Divrei Torah on the weekly portions
"For on this day (Yom Kippur) He will forgive you, to purify you; that you will be purified from all your sins before God" (VaYikra 16:30).
Why is the purification mentioned twice? On the one hand, "to purify you" implies that God actively does the purifying; whereas "you will be purified" implies that we will purify ourselves!
Rabbi Akiva said in Gemara Yoma 85b: Happy are you Israel! Before Whom are you purified? Who purifies you? Your father in Heaven! As the verse says "then I will sprinkle pure water upon you and you shall be purified" (Ezekiel 36:25) and another verse states "The hope (Mikvah) of Israel is God!" (Jeremiah 17:13). Just as a Mikvah (ritual bath) purifies the impure, so God purifies the Jewish People.
Why did Rabbi Akiva ask his question twice? And why did he answer his question with two verses that appear to be saying the same thing?
Rabbi Yehoshua Heller explains that there are two types of purification process:
In a similar vein, there are two types of people who perform the act of Teshuvah (returning to God):
a person with a weak inner feeling towards Teshuvah needs God to actively help him return to purity; and
a person with a strong inner feeling towards Teshuvah. He goes to the Mikvah without much prompting.

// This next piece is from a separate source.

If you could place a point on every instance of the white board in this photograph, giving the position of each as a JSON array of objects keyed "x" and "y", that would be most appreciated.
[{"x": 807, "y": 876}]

Rabbi Alexander Heppenheimer, quoting from a public address from the Lubavitcher Rebbe, adds that sprinkling the pure water, when mixed with the ashes of the red heifer, removes the most severe form of impurity, Tumat Meit, the impurity which results from contact with a dead body. This purification process will be necessary for the person who is seemingly so disconnected from God, the source of life, that he appears to be spiritually "dead".
Rabbi Akiva’s question "Who purifies you?" refers to this person who needs God to actively help him return, hence the answer "then I will sprinkle pure water upon you and you shall be purified". In contrast, the question "Before Whom are you purified?" refers to the person with a strong inner feeling towards Teshuvah, hence the answer "The hope (Mikvah) of Israel is God!"
Rabbi Heppenheimer suggests that the reason Rabbi Akiva answers his second question first is because this case reflects the deep-down unassailable relationship between G.od and the Jewish people - a parent-to-child relationship that not even sin can destroy.
A further nuance in Rabbi Akiva's words is the phrase "a Mikvah purifies the impure". Who else should a Mikvah purify? Surely not those who are already pure! The answer is that it is possible to be impure from several sources at the same time, only some of which may be removable by immersion in a Mikvah. A Mikvah cannot purify someone from the impurity resulting from contact with a dead body, so a person can exit the Mikvah purified of one impurity while still carrying others. In other words, the Mikvah has "purified the impure".
Rabbi Akiva is teaching us that Teshuvah, like immersion, is not an "all-or-nothing" deal. God does accept a Teshuvah-by-parts, as long as it is sincere! "Just as a Mikvah purifies the impure" - even if afterwards he is still impure in other ways - "so God purifies the Jewish People" to the extent that we seek that purity by doing Teshuvah.